HERO‐英雄‐

 英雄 ~HERO~ スペシャルエディション [DVD] 【注意】ネタバレあり
この作品「アクション映画」でも「史劇」にもあらず。中国ならではの「武侠映画」と強く心得て観るべし。
 
 「武侠」の「武」は「武術」であることに異論はないでしょう。「武術」と「アクション」は似ていますが、「アクション」が派手さとリアリティの追求にあるとしたら、「武術」は「型」「様式美」の追求と言えるかもしれません。(奇しくも、映画の中では、「書」と「剣術」の極意は同じというようなことが語られていました。)だから、ワイヤーで宙を仙人のごとくぴょんぴょん飛び回るのを「リアリティがない」などと非難しても、見当違いというものです。武術の達人たちの究極の技の「型」をあらわしているのですから。
 それでもまだ、「武」=「武術」の部分を単純に「アクション」という言葉に置き換えることは可能ですが、「侠」の部分はどうしても埋めることはできません。「侠」は「おとこぎ」。すなわち、損得を顧みず弱い者のために力を貸す気性を意味します。(大辞林より)つまり、武術の達人たちが戦乱の続く古代中国に平和をもたらすために命をかけて秦王に挑む、その心意気があってこその「武侠映画」=「HERO」なのです。

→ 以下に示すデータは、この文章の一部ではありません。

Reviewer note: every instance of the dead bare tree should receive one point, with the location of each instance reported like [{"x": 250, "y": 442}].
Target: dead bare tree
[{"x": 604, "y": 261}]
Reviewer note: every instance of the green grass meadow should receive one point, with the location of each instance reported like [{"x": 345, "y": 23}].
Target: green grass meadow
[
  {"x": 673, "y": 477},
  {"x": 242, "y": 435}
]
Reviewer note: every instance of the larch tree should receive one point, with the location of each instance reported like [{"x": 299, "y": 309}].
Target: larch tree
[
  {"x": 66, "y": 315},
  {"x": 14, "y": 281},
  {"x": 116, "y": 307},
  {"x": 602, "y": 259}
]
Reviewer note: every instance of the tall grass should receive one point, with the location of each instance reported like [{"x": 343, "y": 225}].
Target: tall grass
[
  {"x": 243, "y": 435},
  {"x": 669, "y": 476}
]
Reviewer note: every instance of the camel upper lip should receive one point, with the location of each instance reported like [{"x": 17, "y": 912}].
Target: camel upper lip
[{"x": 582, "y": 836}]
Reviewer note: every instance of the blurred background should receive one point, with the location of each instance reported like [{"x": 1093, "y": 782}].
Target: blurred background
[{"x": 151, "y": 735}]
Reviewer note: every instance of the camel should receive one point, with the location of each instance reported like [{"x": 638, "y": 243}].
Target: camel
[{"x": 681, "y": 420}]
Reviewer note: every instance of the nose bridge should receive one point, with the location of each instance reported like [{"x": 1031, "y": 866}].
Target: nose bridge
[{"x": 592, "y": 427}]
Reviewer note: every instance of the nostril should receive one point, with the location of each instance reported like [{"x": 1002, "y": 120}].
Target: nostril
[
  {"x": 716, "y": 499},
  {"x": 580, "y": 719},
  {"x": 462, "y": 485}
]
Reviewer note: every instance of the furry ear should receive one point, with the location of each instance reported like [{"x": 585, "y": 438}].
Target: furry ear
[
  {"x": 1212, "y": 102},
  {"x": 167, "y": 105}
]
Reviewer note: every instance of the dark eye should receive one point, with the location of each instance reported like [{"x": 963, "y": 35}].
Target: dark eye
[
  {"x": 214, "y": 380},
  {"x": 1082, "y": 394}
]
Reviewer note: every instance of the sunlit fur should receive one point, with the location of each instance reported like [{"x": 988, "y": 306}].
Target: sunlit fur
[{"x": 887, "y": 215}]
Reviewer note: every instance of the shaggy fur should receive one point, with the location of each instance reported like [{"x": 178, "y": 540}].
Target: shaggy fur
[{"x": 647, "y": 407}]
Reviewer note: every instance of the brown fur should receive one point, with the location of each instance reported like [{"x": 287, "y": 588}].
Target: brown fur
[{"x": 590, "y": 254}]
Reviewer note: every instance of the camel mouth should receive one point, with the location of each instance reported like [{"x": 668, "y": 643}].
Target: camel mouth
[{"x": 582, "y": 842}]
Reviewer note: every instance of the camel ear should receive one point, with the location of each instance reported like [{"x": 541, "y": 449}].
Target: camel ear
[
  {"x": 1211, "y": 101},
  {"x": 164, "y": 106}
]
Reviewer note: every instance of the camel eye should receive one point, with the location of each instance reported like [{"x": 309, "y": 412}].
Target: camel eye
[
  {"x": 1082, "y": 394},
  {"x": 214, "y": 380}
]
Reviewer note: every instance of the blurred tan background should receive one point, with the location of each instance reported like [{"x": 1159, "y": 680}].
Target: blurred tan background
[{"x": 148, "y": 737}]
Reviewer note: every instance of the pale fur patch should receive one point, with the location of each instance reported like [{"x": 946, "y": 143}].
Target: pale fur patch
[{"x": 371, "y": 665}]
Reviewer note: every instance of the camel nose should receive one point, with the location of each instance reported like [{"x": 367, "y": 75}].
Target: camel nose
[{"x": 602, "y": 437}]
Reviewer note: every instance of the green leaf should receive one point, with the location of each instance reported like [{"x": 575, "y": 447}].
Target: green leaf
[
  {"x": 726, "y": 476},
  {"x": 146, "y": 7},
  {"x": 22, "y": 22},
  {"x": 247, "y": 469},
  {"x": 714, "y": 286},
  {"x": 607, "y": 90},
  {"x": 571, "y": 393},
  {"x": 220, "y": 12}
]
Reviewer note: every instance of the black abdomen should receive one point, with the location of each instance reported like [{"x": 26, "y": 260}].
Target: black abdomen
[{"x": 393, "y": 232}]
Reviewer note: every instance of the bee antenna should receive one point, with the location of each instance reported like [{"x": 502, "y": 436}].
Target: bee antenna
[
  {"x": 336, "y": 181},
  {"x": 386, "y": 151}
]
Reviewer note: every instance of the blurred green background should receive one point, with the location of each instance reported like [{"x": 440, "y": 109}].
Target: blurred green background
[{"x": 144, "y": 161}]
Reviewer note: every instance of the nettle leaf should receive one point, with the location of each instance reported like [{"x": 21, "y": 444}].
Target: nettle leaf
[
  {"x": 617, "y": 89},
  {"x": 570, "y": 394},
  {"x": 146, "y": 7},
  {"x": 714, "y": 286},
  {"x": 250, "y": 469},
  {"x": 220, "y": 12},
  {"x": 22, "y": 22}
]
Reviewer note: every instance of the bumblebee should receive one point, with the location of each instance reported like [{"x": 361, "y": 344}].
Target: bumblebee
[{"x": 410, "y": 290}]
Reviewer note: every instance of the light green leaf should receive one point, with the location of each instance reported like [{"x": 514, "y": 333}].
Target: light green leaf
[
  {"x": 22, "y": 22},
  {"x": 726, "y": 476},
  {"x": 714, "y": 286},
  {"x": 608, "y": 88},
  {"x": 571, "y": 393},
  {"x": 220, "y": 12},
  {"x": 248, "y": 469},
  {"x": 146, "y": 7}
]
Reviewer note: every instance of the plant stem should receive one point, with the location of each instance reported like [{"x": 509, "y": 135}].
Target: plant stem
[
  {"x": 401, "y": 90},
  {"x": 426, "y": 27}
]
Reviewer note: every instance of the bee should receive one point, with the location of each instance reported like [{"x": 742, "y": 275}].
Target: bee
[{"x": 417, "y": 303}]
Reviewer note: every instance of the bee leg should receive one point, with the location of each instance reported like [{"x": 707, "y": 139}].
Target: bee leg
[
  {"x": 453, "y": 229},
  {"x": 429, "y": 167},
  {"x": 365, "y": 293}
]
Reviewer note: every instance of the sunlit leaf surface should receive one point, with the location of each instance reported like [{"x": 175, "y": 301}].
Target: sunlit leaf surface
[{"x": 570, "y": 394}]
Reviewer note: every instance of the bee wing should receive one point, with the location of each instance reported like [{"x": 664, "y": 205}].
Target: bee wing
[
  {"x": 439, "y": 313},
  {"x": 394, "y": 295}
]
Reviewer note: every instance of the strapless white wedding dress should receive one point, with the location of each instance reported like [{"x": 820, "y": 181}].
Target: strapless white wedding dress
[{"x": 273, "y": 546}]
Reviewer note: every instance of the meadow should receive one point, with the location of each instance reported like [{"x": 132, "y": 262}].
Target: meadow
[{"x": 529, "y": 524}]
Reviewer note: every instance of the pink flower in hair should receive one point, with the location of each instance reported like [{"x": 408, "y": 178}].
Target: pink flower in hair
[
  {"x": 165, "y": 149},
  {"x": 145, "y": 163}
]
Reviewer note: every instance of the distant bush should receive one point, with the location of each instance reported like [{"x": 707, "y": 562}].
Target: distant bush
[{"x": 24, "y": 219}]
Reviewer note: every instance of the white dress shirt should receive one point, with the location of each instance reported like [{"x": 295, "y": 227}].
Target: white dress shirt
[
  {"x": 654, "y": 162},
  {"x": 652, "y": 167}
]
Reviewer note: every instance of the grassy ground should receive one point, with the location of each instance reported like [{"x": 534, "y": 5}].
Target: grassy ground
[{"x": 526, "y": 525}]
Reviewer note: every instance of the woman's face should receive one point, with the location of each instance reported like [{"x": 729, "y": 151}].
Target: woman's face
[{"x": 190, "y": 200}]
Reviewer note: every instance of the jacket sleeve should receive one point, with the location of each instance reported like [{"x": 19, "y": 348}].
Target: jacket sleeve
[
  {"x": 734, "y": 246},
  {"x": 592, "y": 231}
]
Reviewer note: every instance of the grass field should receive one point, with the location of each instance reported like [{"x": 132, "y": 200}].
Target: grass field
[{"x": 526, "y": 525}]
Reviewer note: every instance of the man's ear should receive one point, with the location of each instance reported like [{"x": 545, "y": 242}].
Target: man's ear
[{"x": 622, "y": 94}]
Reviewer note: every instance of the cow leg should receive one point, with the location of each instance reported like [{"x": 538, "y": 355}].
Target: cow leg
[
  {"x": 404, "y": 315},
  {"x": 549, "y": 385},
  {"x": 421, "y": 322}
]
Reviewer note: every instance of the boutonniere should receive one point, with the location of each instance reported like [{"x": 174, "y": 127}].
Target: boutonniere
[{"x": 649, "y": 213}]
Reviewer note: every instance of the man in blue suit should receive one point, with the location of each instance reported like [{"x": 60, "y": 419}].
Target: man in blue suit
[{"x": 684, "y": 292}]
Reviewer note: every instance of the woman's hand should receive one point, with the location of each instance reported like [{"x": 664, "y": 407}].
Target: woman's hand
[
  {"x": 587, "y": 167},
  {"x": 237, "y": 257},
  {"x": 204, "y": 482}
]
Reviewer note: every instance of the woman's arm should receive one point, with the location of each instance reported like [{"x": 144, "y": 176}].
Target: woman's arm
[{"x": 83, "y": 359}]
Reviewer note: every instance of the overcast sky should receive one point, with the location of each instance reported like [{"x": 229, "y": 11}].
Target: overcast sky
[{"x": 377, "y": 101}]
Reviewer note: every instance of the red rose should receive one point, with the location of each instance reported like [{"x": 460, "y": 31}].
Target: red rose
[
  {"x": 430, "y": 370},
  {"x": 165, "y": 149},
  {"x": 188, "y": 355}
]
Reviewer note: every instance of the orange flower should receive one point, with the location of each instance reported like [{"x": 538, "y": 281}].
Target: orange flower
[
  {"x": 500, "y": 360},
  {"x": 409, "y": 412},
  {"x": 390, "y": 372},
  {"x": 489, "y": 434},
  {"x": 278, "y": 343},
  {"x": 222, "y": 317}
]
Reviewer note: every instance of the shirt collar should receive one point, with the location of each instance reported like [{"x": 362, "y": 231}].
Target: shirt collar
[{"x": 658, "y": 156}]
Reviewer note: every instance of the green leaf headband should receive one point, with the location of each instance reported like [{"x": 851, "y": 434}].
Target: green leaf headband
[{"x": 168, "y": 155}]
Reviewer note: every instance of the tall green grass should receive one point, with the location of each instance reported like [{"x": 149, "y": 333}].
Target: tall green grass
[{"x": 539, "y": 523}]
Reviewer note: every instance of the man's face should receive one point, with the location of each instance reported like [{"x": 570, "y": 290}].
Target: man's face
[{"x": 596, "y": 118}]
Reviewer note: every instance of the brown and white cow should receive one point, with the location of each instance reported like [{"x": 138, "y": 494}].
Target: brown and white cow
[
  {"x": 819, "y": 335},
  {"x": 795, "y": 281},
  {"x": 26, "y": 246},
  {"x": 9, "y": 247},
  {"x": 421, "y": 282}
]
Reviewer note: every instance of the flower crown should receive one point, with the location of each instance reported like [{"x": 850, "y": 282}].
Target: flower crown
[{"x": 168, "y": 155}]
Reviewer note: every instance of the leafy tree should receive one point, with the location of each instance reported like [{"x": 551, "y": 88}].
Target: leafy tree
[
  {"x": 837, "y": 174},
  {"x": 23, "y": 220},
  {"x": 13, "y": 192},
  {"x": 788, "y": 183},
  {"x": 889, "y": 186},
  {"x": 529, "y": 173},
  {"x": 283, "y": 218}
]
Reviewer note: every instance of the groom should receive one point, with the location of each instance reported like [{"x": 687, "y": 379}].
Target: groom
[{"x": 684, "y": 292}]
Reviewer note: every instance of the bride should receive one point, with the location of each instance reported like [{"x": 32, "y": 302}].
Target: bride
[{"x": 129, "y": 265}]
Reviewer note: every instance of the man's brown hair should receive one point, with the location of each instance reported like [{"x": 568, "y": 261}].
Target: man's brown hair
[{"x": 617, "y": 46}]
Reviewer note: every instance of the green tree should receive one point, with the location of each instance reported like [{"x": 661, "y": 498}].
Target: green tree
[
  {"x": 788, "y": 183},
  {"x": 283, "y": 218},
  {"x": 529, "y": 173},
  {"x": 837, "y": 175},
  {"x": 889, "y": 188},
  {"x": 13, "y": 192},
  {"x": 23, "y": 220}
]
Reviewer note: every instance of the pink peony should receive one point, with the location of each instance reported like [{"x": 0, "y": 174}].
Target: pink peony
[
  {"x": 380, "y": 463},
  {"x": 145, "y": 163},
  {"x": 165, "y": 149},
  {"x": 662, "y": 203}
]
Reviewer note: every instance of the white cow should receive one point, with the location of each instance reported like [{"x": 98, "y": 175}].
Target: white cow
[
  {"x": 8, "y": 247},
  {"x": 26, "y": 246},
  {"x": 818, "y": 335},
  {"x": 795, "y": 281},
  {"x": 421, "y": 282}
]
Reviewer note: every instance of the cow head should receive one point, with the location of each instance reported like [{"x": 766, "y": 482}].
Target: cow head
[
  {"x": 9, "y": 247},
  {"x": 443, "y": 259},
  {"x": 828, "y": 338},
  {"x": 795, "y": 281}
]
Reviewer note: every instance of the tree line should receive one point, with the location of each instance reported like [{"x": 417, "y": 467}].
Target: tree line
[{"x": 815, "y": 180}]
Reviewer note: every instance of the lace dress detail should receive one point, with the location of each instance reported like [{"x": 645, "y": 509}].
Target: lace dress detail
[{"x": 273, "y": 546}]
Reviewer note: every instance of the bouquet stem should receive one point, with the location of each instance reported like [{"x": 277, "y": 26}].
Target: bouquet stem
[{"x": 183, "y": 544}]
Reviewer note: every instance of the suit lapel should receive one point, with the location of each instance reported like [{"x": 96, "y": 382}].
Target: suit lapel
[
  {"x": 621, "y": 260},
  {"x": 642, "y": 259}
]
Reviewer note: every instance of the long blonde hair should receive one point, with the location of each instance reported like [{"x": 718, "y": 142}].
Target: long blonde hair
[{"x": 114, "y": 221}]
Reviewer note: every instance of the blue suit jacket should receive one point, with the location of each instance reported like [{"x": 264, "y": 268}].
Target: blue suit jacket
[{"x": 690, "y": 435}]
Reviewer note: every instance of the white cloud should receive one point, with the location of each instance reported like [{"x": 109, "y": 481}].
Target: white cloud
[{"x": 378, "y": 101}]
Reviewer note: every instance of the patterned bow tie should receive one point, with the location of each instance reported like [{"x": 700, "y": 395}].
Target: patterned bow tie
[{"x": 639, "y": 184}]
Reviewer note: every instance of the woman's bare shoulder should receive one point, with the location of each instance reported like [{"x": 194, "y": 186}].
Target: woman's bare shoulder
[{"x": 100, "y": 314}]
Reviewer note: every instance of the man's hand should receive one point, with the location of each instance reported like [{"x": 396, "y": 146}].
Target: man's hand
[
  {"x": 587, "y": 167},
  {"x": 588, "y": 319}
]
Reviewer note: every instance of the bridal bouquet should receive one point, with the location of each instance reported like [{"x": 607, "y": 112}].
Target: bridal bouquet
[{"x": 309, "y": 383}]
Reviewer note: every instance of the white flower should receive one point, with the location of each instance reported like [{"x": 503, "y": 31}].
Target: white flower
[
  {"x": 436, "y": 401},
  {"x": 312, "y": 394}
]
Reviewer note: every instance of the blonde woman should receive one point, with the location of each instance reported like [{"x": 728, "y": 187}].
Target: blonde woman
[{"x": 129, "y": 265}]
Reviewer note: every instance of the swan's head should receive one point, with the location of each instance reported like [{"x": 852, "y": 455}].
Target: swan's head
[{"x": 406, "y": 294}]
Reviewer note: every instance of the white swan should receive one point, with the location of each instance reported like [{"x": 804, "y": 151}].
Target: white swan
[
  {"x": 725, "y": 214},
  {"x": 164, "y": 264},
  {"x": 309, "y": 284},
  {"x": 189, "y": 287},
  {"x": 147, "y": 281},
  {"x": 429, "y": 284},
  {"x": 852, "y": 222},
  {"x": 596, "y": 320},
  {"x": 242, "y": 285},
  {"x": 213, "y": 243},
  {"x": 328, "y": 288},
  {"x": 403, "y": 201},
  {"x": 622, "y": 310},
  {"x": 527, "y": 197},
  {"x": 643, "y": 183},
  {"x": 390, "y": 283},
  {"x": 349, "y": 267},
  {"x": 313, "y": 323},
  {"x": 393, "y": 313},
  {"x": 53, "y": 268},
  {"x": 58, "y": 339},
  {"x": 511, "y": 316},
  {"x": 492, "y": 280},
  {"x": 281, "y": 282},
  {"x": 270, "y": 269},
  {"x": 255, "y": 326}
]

 だから、主人公無名の真の目的を最後に知る段になっても
「…それって裏を返せば『チベットも香港も台湾も、ツベコベ文句を言ってないで、さっさと偉大なる我が中華人民共和国の元に統一されるがヨロシ。それが天下泰平の理アルヨ』っていう大国の都合のいい論理じゃないの?ブッシュ大統領も好きそうな考えよね」
などとツッコミを入れてはいけません。それは『水戸黄門』を観て「なんで見知らぬジジイが印籠出しただけで、悪党が揃いも揃って水戸光圀だって信じちゃうわけ?」とツッコミを入れるのと同じくらいヤボなことです。そういうものなのです。ちっぽけな私怨(祖国が秦国に滅ぼされようと)を捨て、大義(徳の高い王?が統治する戦争のない世の中の実現)に生きる、その美しき心意気に涙する映画なのです。たとえ無名たちの死後も秦王(始皇帝)は「焚書坑儒」などやりたい放題なのが史実だったとしても。
 以上の心得を持ってして観れば、手放しに面白い作品と言えると思います。舞い踊るが如くの戦いのシーン、またワダエミの衣装、シーンごとに赤・青・緑・白と計算された尽くした色使いはすばらしい。個人的にはマギー・チャンの大人の女性の魅力にぐっときました。彼女と並ぶとチャン・ツィイーはまだまだ小娘という感じがしてしまいます。